Clearly a company on the move determined to lead in the emergent telecommunications field, Liberty Global's appointment of Julie Fedele to the position of VP of Emerging Business in June of this year 2020 was an imaginative move. She had little direct experience in telecoms apart from an early stint as a consultant with Telstra in her native Australia but she came with a track record of value activation, a quality that's perfectly timed with this company’s current direction.
“I quickly saw the parallels with the healthcare industry, having worked inside across multiple roles during my 10 years at Bupa’s” says Fedele. “Both sectors have seen sustained growth and rapid disruption.

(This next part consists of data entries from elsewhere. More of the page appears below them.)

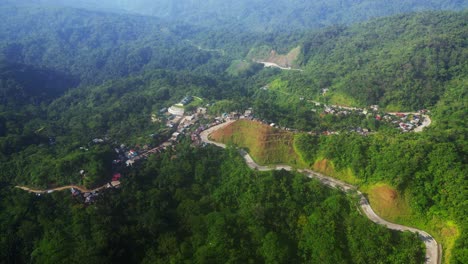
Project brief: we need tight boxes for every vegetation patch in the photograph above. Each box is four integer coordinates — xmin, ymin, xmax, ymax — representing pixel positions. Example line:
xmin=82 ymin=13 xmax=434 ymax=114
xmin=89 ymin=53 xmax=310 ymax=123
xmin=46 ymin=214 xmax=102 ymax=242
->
xmin=247 ymin=46 xmax=301 ymax=67
xmin=211 ymin=120 xmax=304 ymax=166
xmin=364 ymin=183 xmax=411 ymax=222
xmin=361 ymin=183 xmax=460 ymax=263
xmin=313 ymin=159 xmax=360 ymax=184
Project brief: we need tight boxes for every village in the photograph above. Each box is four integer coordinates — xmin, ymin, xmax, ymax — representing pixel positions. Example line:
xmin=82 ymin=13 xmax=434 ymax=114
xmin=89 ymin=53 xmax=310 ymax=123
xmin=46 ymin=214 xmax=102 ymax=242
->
xmin=48 ymin=96 xmax=430 ymax=204
xmin=309 ymin=101 xmax=430 ymax=136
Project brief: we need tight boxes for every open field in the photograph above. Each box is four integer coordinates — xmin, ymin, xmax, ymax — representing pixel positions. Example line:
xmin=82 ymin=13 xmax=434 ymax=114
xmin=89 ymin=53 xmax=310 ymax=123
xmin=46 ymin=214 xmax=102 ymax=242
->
xmin=211 ymin=120 xmax=304 ymax=167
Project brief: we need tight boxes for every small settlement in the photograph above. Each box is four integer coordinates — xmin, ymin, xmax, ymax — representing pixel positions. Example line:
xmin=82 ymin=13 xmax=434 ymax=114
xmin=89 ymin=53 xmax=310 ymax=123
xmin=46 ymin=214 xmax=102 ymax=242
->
xmin=31 ymin=96 xmax=427 ymax=204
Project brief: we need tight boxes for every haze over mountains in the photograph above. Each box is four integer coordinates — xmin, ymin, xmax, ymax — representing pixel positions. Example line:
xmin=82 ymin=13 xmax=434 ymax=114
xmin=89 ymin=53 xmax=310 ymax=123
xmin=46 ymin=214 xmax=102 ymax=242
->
xmin=0 ymin=0 xmax=468 ymax=264
xmin=6 ymin=0 xmax=468 ymax=31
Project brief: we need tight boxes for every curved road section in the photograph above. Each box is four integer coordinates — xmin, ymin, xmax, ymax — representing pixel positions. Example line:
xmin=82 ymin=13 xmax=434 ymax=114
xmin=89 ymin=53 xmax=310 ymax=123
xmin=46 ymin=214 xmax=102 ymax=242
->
xmin=15 ymin=181 xmax=120 ymax=194
xmin=200 ymin=121 xmax=442 ymax=264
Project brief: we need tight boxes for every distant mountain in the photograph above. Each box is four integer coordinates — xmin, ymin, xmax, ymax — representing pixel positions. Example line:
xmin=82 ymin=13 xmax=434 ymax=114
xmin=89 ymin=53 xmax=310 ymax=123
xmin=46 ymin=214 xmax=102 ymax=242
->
xmin=0 ymin=61 xmax=77 ymax=108
xmin=9 ymin=0 xmax=468 ymax=31
xmin=0 ymin=5 xmax=216 ymax=84
xmin=288 ymin=11 xmax=468 ymax=110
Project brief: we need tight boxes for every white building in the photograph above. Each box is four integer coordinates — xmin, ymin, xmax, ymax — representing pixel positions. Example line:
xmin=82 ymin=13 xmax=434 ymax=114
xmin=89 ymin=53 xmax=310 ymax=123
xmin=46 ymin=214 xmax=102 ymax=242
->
xmin=167 ymin=105 xmax=185 ymax=116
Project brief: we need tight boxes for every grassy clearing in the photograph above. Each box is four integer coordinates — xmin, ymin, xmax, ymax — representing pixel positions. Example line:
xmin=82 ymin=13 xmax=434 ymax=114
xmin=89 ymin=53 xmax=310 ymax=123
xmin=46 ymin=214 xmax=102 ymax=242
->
xmin=329 ymin=93 xmax=359 ymax=107
xmin=360 ymin=183 xmax=460 ymax=263
xmin=313 ymin=158 xmax=361 ymax=185
xmin=211 ymin=120 xmax=305 ymax=167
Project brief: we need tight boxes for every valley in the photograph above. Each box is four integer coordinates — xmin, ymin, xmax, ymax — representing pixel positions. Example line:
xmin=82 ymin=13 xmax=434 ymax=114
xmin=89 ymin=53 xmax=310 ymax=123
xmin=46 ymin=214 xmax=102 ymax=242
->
xmin=0 ymin=0 xmax=468 ymax=264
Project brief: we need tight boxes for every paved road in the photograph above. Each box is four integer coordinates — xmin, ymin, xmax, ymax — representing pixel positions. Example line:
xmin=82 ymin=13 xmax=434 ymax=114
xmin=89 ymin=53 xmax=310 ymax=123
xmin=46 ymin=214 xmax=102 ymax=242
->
xmin=200 ymin=122 xmax=442 ymax=264
xmin=15 ymin=181 xmax=120 ymax=194
xmin=388 ymin=112 xmax=432 ymax=133
xmin=255 ymin=61 xmax=304 ymax=71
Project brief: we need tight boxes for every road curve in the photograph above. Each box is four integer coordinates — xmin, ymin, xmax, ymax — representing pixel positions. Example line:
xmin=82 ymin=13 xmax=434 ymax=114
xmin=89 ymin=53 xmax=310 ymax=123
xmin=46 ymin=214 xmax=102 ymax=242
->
xmin=15 ymin=181 xmax=120 ymax=194
xmin=255 ymin=61 xmax=304 ymax=71
xmin=200 ymin=121 xmax=442 ymax=264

This disruption means that traditional sources of growth become challenged and finding new sources is something that really excites me. There is a tremendous opportunity to reimagine capabilities and partnerships by leveraging our core assets like network, customer base and product platforms. We are essentially an infrastructure-based, consumer business that monetises this infrastructure with integrated services. As 3rd parties evolve their services, we become a meta-aggregator, simplifying experiences for the consumer. Coming into this role, I asked: how can we leverage our assets at pace to develop new value – and break long development cycles?” Fedele learned the advantages of breaking technology down into microservices that enable rapid change and flexibility. Bringing that principle to her current role, she's in favour of over-the-top, or plug-and-play services.
“What we aim to do with the Emerging Business team is to create revenue optionality at pace,” she says. “This is what differentiates emerging and new business. Emerging business is identifying completely new revenue streams. For example, launching a new business under the Virgin Media brand or a new brand, that taps new margetmarket segments.“We don’t need to explore the whole pool – but we can widen the swim lane!”
A business the size of Liberty Global generates a lot of ideas. And an important part of the Emerging Business teams’ remit is to advance some of the best, the 'activation' part of her job title. The team consists of squadspods directed to look at, say, e-health, e-sport or consumer energy, Fedele explains. “With the team, we then scope out what this means, set parameters – for example when considering healthcare we split out 'lifestyle wellness', a very busy field, from 'e-health, and concentrate on the latter.”
From there on they operate like a separate business unit to define the opportunities and partners they might work with. These tend not to be start-ups, she says: though early-stage businesses are her passion, it's hard for a large enterprise to work with them. “We look for Series B/C partners and beyond. We want confirmed growth, sound management and a clear path to scale,” she says.
Covid has emphasised the central importance of connectivity, which has been elevated to a basic human right, enabling families to stay in contact and individuals to avoid isolation. “I am deeply interested in how we can create an ecosystem in the home, based on peace of mind, safety and healthcare and every aspect of people’s lives, through our enabling services,” she says.
Content, it has been said, is king, and though Fedele fully expects the corporation to continue its M&A growth, she focuses her team on partnership. She thinks there's a real gap in healthcare services to the home: “I am not talking about flooded markets like e-fitness or digital yoga mats, but how we can play a role in the home when someone is facing a health event whether it's a fracture, a diagnosis or a need for something like physiotherapy or even psychotherapy.”
Fedele is passionate about activating new revenue. Her background includes running innovation labs and managing an accelerator programme for start-ups and she was impressed after joining Liberty Global to find that it took an expeditious approach to onboarding new partners. She feels at home, though admits to not being a typical corporate animal.
“We work in a very flat structure and personally l love the flexibility of working remotely, though it has to be said it does have some downsides, especially for the younger team members who are deprived of the chance to learn by osmosis from the rest of the team,” admits Fedele. “They are on my mind a lot – we work in an agile team, with many moving parts and multiple things changing every day, which can be a challenge getting alignment over video calls: I am really keen to show the rest of the business how a 'digital native' team works and demonstrate how a large corporate like Liberty Global can be nimble and activate new ventures – even during a pandemic!”